Paul writes to the Hebrews that faith is “the assurance of things hoped for, the conviction of things not seen.” “By faith,” Paul says, “we understand the worlds were prepared for the word of God.” That Word of God is not the written word; it’s not even the tablets that Moses carried. The Word of God is Jesus, and the “Word became flesh and dwelt among us.”

Friends, in a few moments, we will gather around this table. It’s a simple table fashioned for one purpose, to share a meal, a holy meal with the world. The table and the elements that will be placed upon it have been fashioned by hand. Our collective prayers and the blessing of the Holy Spirit will turn those elements from something ordinary into something extraordinary.

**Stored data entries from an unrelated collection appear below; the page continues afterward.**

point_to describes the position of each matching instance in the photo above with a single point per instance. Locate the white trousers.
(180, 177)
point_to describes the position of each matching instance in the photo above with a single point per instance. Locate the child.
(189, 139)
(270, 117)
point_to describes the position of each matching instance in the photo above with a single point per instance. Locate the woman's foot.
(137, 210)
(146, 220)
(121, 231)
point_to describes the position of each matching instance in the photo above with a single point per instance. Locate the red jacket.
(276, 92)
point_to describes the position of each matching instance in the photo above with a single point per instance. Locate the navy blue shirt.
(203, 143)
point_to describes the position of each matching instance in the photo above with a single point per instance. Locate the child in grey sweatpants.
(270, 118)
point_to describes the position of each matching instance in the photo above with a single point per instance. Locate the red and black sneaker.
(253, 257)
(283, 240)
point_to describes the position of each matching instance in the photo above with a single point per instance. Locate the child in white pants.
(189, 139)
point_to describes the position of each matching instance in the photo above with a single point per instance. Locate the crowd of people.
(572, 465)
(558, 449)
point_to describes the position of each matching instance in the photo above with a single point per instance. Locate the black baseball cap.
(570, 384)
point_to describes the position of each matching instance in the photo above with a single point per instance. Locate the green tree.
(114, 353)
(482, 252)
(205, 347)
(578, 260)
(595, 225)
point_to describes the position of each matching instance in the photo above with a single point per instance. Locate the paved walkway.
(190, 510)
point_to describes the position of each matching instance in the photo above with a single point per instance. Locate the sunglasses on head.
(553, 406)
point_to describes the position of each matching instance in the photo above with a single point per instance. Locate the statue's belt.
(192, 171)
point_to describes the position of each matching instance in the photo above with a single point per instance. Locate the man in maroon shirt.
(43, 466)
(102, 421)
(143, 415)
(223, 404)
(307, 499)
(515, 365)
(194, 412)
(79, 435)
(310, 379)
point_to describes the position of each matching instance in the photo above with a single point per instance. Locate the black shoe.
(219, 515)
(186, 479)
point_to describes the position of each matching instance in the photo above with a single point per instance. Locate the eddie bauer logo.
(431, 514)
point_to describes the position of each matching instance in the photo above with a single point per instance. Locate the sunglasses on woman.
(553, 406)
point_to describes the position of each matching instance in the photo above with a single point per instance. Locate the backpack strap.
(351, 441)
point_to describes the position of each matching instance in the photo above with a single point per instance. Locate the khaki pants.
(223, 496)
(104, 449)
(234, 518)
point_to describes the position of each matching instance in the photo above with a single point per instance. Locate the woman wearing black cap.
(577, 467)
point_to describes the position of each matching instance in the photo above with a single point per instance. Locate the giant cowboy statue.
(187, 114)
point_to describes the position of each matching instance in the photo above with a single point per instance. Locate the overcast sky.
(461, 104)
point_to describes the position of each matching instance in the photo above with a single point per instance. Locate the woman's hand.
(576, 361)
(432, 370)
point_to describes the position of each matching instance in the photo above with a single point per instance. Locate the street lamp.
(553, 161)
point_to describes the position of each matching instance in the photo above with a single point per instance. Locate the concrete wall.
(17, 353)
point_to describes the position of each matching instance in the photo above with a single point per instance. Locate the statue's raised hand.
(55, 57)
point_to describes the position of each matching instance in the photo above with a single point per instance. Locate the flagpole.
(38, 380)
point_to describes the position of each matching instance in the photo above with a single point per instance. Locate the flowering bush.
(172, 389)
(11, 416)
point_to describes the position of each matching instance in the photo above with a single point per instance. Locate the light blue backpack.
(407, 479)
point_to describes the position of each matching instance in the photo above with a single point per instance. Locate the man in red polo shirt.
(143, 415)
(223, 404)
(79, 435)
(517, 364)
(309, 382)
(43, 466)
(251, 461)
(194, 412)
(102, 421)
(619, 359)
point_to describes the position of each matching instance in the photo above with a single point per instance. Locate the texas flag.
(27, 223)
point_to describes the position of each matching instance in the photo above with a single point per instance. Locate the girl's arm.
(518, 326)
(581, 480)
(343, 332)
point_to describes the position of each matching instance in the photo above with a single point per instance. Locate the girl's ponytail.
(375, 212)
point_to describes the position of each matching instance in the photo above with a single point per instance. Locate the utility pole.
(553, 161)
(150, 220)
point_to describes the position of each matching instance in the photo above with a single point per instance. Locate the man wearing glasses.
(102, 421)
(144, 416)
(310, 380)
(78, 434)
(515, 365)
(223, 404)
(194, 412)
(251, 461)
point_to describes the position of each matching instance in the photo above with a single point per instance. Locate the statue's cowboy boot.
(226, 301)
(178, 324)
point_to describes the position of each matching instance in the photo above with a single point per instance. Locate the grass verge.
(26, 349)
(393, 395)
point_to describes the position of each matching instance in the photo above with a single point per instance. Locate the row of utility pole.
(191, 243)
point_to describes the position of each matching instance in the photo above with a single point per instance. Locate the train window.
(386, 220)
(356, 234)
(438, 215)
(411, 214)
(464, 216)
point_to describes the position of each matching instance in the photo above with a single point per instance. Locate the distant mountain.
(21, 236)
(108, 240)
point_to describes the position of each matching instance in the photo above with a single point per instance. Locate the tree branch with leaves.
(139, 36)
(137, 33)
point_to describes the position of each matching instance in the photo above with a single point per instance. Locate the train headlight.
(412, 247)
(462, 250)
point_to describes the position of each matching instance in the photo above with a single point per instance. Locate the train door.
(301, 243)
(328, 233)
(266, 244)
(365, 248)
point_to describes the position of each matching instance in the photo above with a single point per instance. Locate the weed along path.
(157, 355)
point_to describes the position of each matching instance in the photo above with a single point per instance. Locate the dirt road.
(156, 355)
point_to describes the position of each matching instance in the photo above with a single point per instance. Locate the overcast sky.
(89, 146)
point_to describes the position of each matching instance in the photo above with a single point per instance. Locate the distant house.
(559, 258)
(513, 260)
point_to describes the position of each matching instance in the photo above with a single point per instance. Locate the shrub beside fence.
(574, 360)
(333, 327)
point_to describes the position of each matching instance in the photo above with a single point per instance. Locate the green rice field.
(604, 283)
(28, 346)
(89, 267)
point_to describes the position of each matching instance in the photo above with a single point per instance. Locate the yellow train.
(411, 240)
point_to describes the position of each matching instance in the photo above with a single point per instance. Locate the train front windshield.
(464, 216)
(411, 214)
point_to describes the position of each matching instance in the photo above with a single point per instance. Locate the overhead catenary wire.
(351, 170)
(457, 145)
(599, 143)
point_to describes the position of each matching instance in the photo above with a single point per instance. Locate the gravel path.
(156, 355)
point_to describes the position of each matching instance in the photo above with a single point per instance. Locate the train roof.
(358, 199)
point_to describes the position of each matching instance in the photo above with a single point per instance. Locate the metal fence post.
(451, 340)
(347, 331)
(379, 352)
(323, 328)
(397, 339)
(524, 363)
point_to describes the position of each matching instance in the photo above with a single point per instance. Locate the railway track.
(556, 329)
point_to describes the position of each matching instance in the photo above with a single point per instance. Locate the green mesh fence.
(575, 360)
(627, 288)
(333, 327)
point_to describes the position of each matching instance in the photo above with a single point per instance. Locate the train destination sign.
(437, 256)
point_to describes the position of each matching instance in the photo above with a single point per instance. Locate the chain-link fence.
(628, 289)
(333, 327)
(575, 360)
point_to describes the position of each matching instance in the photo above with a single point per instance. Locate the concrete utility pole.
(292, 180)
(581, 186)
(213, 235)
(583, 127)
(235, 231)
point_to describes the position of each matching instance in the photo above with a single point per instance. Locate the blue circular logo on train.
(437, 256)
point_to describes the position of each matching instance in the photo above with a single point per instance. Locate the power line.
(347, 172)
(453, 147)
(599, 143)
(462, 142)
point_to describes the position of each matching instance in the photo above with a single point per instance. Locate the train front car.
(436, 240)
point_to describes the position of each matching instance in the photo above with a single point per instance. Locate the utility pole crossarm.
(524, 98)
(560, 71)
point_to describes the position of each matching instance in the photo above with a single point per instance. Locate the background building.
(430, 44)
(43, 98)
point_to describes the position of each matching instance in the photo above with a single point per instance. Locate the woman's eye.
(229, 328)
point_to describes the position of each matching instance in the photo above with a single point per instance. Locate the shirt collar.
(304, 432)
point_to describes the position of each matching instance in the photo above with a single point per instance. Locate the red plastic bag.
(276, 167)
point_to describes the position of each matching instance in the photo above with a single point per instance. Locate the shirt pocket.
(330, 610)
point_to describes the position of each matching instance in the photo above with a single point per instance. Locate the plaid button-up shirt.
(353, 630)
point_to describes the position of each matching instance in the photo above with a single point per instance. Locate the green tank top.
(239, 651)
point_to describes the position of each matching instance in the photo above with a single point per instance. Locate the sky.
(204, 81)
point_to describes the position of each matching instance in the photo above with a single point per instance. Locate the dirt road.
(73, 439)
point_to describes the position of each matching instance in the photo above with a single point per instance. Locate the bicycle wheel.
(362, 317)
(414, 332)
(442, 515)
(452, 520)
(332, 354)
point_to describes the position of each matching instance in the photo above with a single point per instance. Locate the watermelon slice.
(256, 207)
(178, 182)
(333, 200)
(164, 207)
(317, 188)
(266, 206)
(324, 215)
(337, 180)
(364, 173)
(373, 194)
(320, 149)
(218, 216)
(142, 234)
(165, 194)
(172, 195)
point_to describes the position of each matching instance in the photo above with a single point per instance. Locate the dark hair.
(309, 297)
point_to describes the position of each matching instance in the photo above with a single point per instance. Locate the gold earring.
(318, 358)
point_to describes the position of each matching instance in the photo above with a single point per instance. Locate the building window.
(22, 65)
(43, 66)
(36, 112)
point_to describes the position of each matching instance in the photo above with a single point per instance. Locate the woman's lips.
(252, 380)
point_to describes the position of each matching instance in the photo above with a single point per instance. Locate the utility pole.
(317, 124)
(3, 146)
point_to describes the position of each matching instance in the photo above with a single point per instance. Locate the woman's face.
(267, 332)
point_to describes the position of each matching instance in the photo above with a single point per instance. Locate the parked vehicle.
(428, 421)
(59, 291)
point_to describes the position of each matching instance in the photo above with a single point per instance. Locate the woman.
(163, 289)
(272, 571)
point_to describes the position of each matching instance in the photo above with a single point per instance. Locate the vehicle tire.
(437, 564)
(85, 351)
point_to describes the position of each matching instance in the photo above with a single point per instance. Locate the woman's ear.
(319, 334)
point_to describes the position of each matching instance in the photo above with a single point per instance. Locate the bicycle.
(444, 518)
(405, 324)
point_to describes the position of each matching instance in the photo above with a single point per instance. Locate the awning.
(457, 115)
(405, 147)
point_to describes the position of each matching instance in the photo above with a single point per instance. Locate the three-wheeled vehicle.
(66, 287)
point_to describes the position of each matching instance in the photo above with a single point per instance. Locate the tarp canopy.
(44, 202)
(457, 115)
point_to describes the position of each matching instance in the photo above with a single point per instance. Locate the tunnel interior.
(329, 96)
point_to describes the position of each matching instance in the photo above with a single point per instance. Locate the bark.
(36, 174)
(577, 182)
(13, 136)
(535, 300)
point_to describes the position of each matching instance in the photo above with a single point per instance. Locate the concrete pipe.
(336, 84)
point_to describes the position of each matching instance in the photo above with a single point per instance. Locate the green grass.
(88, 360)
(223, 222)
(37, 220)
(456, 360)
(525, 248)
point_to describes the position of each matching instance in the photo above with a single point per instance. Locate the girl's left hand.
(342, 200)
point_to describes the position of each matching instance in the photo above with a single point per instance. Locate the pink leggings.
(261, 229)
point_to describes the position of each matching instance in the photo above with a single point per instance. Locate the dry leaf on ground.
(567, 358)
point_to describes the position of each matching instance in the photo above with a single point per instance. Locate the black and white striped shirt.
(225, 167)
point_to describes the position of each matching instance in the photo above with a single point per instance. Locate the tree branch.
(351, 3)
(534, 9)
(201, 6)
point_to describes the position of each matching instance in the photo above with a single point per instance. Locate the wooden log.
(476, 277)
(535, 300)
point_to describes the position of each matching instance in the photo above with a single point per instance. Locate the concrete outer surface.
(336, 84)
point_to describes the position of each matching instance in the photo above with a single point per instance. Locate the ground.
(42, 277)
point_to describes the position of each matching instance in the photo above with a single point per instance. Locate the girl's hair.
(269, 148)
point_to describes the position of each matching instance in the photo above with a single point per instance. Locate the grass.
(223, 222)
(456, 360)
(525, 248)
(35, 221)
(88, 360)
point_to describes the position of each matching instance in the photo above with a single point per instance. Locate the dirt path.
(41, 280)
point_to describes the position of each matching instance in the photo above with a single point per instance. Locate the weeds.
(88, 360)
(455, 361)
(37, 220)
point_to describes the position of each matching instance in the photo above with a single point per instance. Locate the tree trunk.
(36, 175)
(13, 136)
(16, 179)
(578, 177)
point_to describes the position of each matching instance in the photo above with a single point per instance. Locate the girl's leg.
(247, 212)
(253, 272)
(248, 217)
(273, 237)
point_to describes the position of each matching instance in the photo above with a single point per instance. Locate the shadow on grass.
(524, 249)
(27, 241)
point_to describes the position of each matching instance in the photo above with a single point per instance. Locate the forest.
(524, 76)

We will not see the change. We will not hear or feel the change. We will not taste or smell the change, but there will be a change. This meal, this communion, is a union between the creator and the creation. This meal of love is Jesus, the word of God made flesh, giving himself to us. This is not some mere symbol or reenactment of an event that took place millennia ago; this is a sacred time when God and humanity come together not out of fear but out of love.

Scripture tells me, and my faith tells me, that God so loved the world that he sent Jesus to show us a different way. God could surely have sent fire, and brimstone wiped the earth’s face clean and started again. But that is not what God chose to do. Instead, God acted out of love and not out of wrath.

I have used this quote before, but it seems a fitting way to end. The quote comes from Michael Curry, the Presiding Bishop of the Episcopal Church here in the USA. Bishop Curry says, “the way of Jesus is the way of love, and way of love will change the world.”